ExtractText

This action finds entities such as names and addresses in the text using text analytics. The results are saved and then can be used by subsequent actions, such as FindExtractedText.

Restriction: This action does not support regular expressions that contain a line break nor tab expressions.

Syntax

bool ExtractText (string extractors) 

Parameters

string extractors
Smart parameter for a comma-separated list of extractors to process.

Returns

Always True.

Level

Document or Page

Details

To extract from non-English text, set the page variable hr_locale to the required language before calling this action, for example, for Japanese call rrset("ja","@P.hr_locale")

The entities to be found are determined by AQL extractors. Datacap provides a set of pre-built extractors. You can create extra AQL extractors by using the IBM BigInsights tools.

Extractors are saved in compiled files with the extension tam. All tam files present in the \rrs\aql folder are loaded. You can add or remove tam, dictionary, and table files to the \rrs\aql folder to control if they are run or not.

All of the loaded extractors are run on the document or page.

Important: The results are saved to the layout XML file, for example tm000001_layout.xml, which can be opened in a text editor to see the entities and the entity fields that can be copied into document hierarchy fields.
Important: The results from ExtractText are saved to the layout XML file, for example tm000001_layout.xml, which can be opened in a text editor to see the available entities and the entity fields that can be copied into document hierarchy fields. You can search for an entity in the layout XML using its name such as Address or Person.
Important: This action requires a 32-bit Java runtime environment. The default location is \Datacap\dcshared\jre or else the path specified in the JAVA_HOME system variable are used.

ExtractText requires a previously created layout file (for example: tm000001_layout.xml), where text is grouped into blocks. See the Document Analytics action DocumentAnalytics actions help topic introduction for information on the layout XML file.

Support for external dictionaries

The ExtractText action supports AQL external dictionary. Using this feature, you can write annotators that do not need to be recompiled when a change is needed.

You can export from the IBM InfoSphere BigInsights web tools and place the exported folders into rrs\aql\src location.
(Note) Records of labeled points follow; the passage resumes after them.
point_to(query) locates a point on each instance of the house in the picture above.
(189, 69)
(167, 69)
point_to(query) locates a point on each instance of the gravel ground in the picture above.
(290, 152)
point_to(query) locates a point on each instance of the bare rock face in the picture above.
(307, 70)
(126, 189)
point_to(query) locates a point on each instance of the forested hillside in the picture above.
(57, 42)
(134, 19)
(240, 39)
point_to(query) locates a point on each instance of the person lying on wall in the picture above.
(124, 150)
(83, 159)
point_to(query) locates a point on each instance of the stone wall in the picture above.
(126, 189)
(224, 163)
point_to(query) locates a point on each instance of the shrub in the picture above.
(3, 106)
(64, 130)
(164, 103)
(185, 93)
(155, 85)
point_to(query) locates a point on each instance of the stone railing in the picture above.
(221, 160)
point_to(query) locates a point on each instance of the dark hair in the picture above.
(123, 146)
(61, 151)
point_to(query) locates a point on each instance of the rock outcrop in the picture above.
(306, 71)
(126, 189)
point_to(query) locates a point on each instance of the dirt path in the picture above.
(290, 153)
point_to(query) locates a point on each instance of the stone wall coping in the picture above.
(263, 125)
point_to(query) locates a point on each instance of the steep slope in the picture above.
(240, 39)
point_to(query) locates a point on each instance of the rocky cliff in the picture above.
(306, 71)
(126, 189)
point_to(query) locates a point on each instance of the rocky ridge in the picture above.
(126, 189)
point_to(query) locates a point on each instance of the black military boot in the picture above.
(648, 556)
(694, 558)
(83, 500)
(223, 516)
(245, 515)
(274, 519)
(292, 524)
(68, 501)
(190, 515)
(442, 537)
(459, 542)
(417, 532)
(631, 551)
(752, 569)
The AQL is compiled at the run time.

Note: You need to manually copy any external dictionaries and tables to the \rrs\aqllocation.

It is recommended to keep a backup of RRS folder in case if any file or folder gets corrupted at the time of copying or due to wrong configuration.
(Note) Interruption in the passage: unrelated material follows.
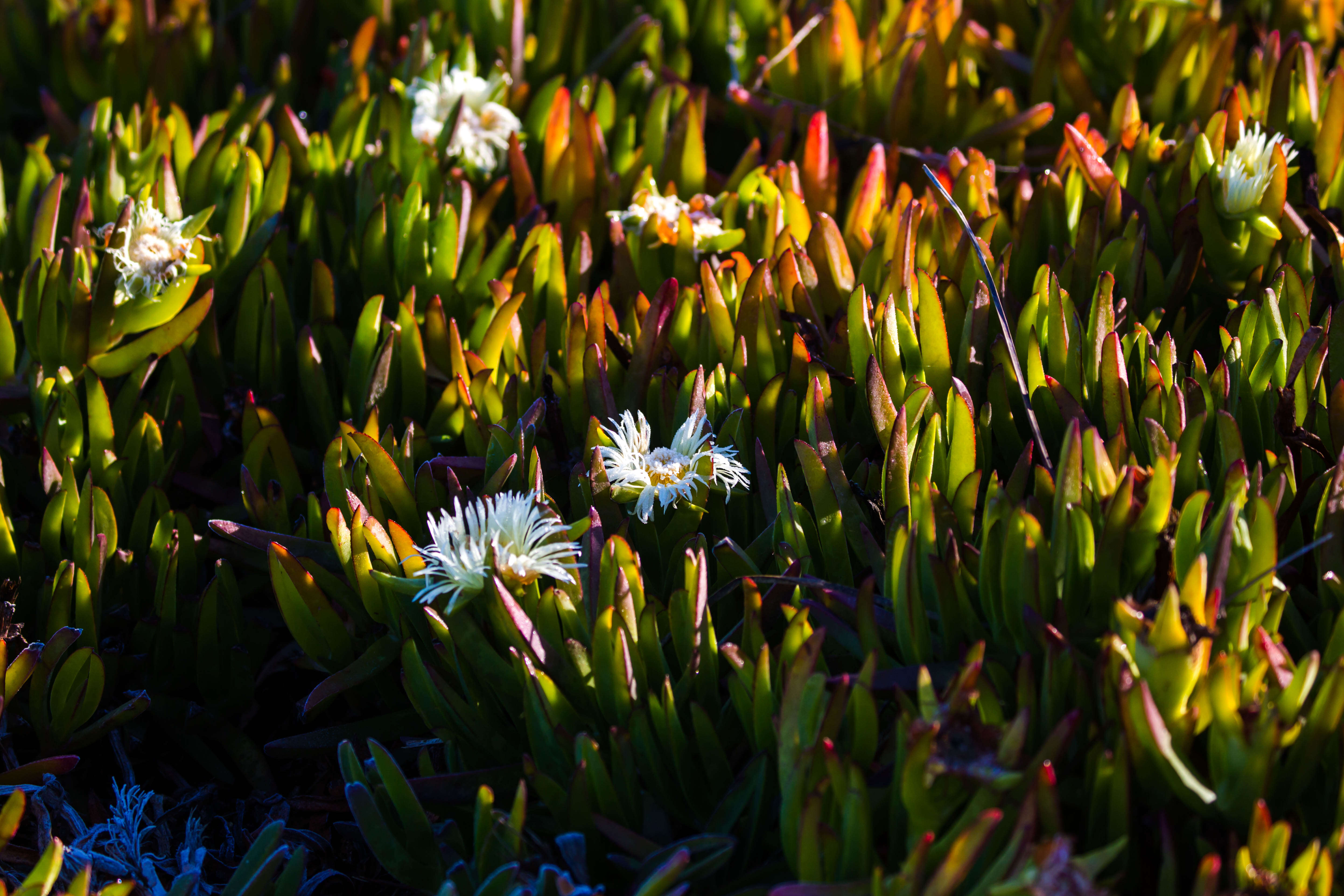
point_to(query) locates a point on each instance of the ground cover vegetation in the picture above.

Detailed steps to configure Custom annotators in Datacap:

Complete the following steps to configure Custom annotators in Datacap:

  1. Once done creating Custom Extractor by using BigInsights web tool, export the extractor as Executable. Including "Source files" that is optional. Export in a compressed file format.
  2. Copy TAMs file from export to the \RRS\AQL folder. Do not copy the InputDocumentProcessor.TAM file. Leave the original in RRS\AQL folder itself.
  3. Copy the SRC folder from Export (one from exported compressed file) folder to RRS\AQL in case if you want Datacap to compiles any AQL.
  4. Make sure to copy all the supported *.DICT files that are provided by BigInsights in RRS\AQL folder.
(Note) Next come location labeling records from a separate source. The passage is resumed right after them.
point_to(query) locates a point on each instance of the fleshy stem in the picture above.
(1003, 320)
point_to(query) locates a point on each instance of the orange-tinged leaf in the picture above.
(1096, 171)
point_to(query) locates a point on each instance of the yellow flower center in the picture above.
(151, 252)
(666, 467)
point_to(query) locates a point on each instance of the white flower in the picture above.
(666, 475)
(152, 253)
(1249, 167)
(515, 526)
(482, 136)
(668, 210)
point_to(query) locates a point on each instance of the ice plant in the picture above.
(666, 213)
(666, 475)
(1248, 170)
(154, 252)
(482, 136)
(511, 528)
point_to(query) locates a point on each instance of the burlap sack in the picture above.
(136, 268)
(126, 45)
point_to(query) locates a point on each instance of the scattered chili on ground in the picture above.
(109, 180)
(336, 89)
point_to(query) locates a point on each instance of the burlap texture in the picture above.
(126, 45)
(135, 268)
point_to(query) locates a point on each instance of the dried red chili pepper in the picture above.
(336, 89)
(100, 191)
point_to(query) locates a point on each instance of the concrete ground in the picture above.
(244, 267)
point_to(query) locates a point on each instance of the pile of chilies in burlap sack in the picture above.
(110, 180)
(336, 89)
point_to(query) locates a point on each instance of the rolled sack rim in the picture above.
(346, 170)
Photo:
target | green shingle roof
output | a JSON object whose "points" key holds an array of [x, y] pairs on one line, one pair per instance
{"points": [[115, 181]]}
Custom extractors must be called with ExtractText action in the format Module.Viewname. Verify the module name from corresponding AQL file. For examples, ZIPCODE_BasicFeatures.ZCView.

Pre-built extractors


Address 

City 

Continent 

Country 

Date 

DateTime 

EmailAddress 

Facility 

FinancialAnnouncements 

FinancialEvents 

Location 

NotesEmailAddress 

Organization 

Person 

PhoneNumber 

StateOrProvince 

URL 

WaterBody 

ZipCode 
For pre-built extractors prefix Named_Entity_Recognition. 
For example, 

Named_Entity_Recognition.Address 
BigInsightsChineseNER.PersonChinese; 

BigInsightsChineseNER.LocationChinese; 

BigInsightsChineseNER.OrganizationChinese; 



BigInsightsJapaneseNER.PersonJapanese; 

BigInsightsJapaneseNER.LocationJapanese; 

BigInsightsJapaneseNER.OrganizationJapanese; 

Example 1

The following example populates the city field with the first instance of an address where the state is California.

ExtractText(Named_Entity_Recognition.DateTime, Named_Entity_Recognition.Address)
FindExtractedText(@P\City, First, Named_Entity_Recognition.Address, city, stateorprovince,
(California)|(CA))

Check the data in Layout xml to get the correct field name.

Additional: Text file created by CreateTextFile action can also be used to extract data. To use the text file, use the variable extractTextUseTxt, and set the value to 1. Using a layout file is also mandatory.

This variable can be used to test the custom extractors, since it works on text file. The extractors created on designer tool also use text file.

Example 2

Recognize()
CreateTextFile
rrset ("1","@P.extractTextUseTxt")
ExtractText(Named_Entity_Recognition.DateTime,Named_Entity_Recognition.Address)